A SIMPLE blood test could pinpoint which patients are unlikely to respond to treatment for a deadly type of childhood cancer, a new study by experts in Yorkshire has reported.
Researchers at Leeds University – funded by the charities Cancer Research UK and the Neuroblastoma Society – hope the test could help identify up to 20 per cent of children with “ultra high-risk” forms of the neuroblastoma, whose cancer tends to stop responding to treatment and rarely survive for longer than two years.
Around 100 children are diagnosed with neuroblastoma in the UK each year, usually in children aged five or under.
Despite the numbers of children surviving neuroblastoma rising from around 40 per cent in the 1980s to 60 per cent today, the majority of children have a high-risk form of the disease which is still very hard to treat.
Study leader Prof Sue Burchill, from the School of Medicine at Leeds University, said: “The blood test we are developing can help identify children with the most aggressive form of the disease early on, so they can be offered other experimental treatments.

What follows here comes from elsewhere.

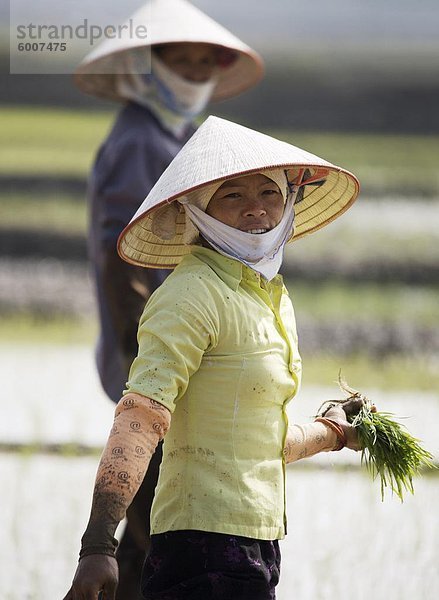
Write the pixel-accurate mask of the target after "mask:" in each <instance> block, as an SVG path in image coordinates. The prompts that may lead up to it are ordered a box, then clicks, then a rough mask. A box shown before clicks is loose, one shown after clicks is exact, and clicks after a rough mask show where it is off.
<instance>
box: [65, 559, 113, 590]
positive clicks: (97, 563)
mask: <svg viewBox="0 0 439 600" xmlns="http://www.w3.org/2000/svg"><path fill="white" fill-rule="evenodd" d="M118 577H119V573H118V567H117V561H116V559H115V558H113V557H112V556H107V555H105V554H90V555H89V556H84V557H83V558H81V560H80V561H79V564H78V568H77V569H76V573H75V577H74V578H73V583H72V587H71V588H70V590H69V591H68V592H67V594H66V596H65V597H64V599H63V600H114V599H115V597H116V588H117V583H118Z"/></svg>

“This not only gives them the best chance of living longer, but will help speed up the development of much needed new treatments for this group of children.”
Guy Blanchard, a research trustee at the Neuroblastoma Society, said: “This new research shows that simple blood biomarkers can help identify at diagnosis a group of children with stage four neuroblastoma for whom new kinds of treatment are urgently needed.

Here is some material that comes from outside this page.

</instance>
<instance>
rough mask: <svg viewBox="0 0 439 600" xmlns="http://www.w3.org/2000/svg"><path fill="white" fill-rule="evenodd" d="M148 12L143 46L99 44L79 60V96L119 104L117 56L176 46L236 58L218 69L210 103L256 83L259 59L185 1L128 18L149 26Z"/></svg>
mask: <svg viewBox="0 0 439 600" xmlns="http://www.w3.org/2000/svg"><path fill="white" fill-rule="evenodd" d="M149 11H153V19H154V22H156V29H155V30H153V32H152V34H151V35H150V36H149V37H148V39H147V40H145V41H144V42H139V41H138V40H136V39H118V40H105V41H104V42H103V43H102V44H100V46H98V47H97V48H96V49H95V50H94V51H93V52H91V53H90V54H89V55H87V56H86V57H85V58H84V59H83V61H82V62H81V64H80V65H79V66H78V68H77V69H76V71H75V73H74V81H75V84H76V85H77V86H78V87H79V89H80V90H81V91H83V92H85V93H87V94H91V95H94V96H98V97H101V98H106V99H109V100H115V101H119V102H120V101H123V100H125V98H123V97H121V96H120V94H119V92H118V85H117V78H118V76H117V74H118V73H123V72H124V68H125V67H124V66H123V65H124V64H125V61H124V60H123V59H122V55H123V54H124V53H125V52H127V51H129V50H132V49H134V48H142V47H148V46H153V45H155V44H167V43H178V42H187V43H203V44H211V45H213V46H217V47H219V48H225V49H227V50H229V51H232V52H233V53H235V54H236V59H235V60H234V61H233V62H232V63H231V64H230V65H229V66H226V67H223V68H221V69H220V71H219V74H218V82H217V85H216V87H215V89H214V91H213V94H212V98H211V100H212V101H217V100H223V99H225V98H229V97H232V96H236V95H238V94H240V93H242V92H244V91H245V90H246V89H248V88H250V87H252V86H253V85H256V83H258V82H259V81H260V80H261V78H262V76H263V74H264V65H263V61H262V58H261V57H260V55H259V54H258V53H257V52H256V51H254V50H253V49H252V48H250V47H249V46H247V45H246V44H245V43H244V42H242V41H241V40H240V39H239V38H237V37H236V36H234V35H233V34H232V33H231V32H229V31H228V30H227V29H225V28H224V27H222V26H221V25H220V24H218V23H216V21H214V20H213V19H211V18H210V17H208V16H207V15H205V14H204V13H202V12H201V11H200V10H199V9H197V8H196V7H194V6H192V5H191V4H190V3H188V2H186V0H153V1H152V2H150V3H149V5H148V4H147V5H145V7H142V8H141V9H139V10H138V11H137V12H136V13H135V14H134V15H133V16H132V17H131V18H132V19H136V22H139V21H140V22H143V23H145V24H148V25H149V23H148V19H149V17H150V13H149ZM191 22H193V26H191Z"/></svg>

“Because this study is a collaboration in several European countries, the test has a better chance of being adopted more quickly and more widely.”
Kate Law, Cancer Research UK’s director of clinical research, said: “Being able to spot in advance which children have more aggressive forms of neuroblastoma will help us develop treatments faster and get these children onto clinical trials sooner.
“Cancer Research UK is funding trials into a number of promising new treatments which we hope will give more options for children with this devastating disease.”
The study was published last night in the Journal of Clinical Oncology.